While some may want to think that psychiatric diagnoses are objective categories that truly reflect an individual's mental, emotional, and physiological condition, there are others who view diagnoses as value-laden, socially constructed concepts that may not be the most useful tools in understanding and treating the patients with whom we work.

There is an interesting article from the Seattle Times sheds light on the social construction of DSM-V diagnoses: Key Diagnostic Deadline Draws Near for Psychiatrists and "New" DSM conditions.  Here are some highlights:

But molecular tests and brain scans based on those discoveries aren't yet ready for diagnostic use, and that leaves the authors of the upcoming book with the same problem that vexed their predecessors: how to distinguish a mental illness from the rainbow of normal human behavior.

Much of the discussion at the American Psychiatric Association meeting centered on fears that, without solid scientific evidence, additions or deletions in their new bible of mental health could do more harm than good.

"The brain is so darn complicated," said Dr. David Axelson, director of the Child and Adolescent Bipolar Services program at the Western Psychiatric Institute in Pittsburgh.

As with each edition, the controversies dogging DSM-5 center on the proposed "new" conditions. Among the questions:
Is there a distinct mood disorder that occurs in some women before their periods?
Is hoarding a brain-based illness?
Can the sorrow accompanying bereavement swell into a certifiable mental disorder?

Even when concepts are not at issue, nomenclature sometimes is. Suggestions include replacing the word "anxiety" with "worry," and scrapping the terms "addiction," "dependence" and "substance abuse" in favor of "substance-use disorder."
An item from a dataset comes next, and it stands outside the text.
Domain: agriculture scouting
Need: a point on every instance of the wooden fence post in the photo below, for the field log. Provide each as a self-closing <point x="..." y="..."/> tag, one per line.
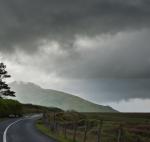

"We have to be very careful about our choice of language and precise criteria," said Dr. David J. Kupfer, the DSM-5 task force chairman and director of research at Western Psychiatric Institute and Clinic. Slight word changes could translate into making a disorder much more prevalent — or much more rare, he said.
and

In another room, doctors debated whether a patient must have impaired function — such as problems in personal relationships — to qualify as having a mental disorder. "If your life is humming along just fine despite gambling 30 hours a week, do you really have a gambling addiction?" one psychiatrist asked with a note of exasperation in his voice.

Yes, a colleague responded: "The person just doesn't know he has a problem yet."

The reader can draw his or her own conclusions from the article.  For me, it is difficult to see how DSM-V can be taken too seriously as an empirically-based reference book.